Without integration the LLM generates generic code;
with integration it generates code following project conventions.
## Consequences
### Positive
1. Single source of truth for LLM logic
2. CLI detection reduces costs 70-80%
3. Circuit breaker + fallback = high availability
4. 15-30% fewer requests in development (caching)
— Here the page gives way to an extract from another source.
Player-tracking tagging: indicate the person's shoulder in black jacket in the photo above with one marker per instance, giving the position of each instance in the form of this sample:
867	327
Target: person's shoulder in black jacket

5. Kogral improves generation quality
6. Feature-gated: each feature is optional
### Negative
1. **Migration effort**: Refactor Vapora, TypeDialog, Provisioning
2. **New dependency**: Projects depend on stratumiops
3. **CLI auth complexity**: Different credential formats per version
4. **Cache invalidation**: Stale responses if not managed well
### Mitigations
| Negative | Mitigation |
| ------------------- | ------------------------------------------- |
| Migration effort | Re-export compatible API from typedialog-ai |
| New dependency | Local path dependency, not crates.io |
| CLI auth complexity | Version detection, fallback to API if fails |
| Cache invalidation | Configurable TTL, bypass option |
## Success Metrics
| Metric | Current | Target |
| ------------------------ | ------- | --------------- |
| Duplicated lines of code | ~500 | 0 |
| CLI credential detection | 0% | 100% |
| Fallback success rate | 0% | >90% |
| Cache hit rate | 0% | 15-30% |
| Latency (provider down) | 30s+ | <1s (fast fail) |
## Cost Impact Analysis
Based on real usage data ($840/month):
| Scenario | Savings |
| -------------------------- | ------------------ |
| CLI detection (Claude Max) | ~$700/month |
| Caching (15% hit rate) | ~$50/month |
| DeepSeek fallback for code | ~$100/month |
| **Total potential** | **$500-700/month** |
## Migration Strategy
### Migration Phases
1. Create stratum-llm with API compatible with typedialog-ai
2. typedialog-ai re-exports stratum-llm (backward compatible)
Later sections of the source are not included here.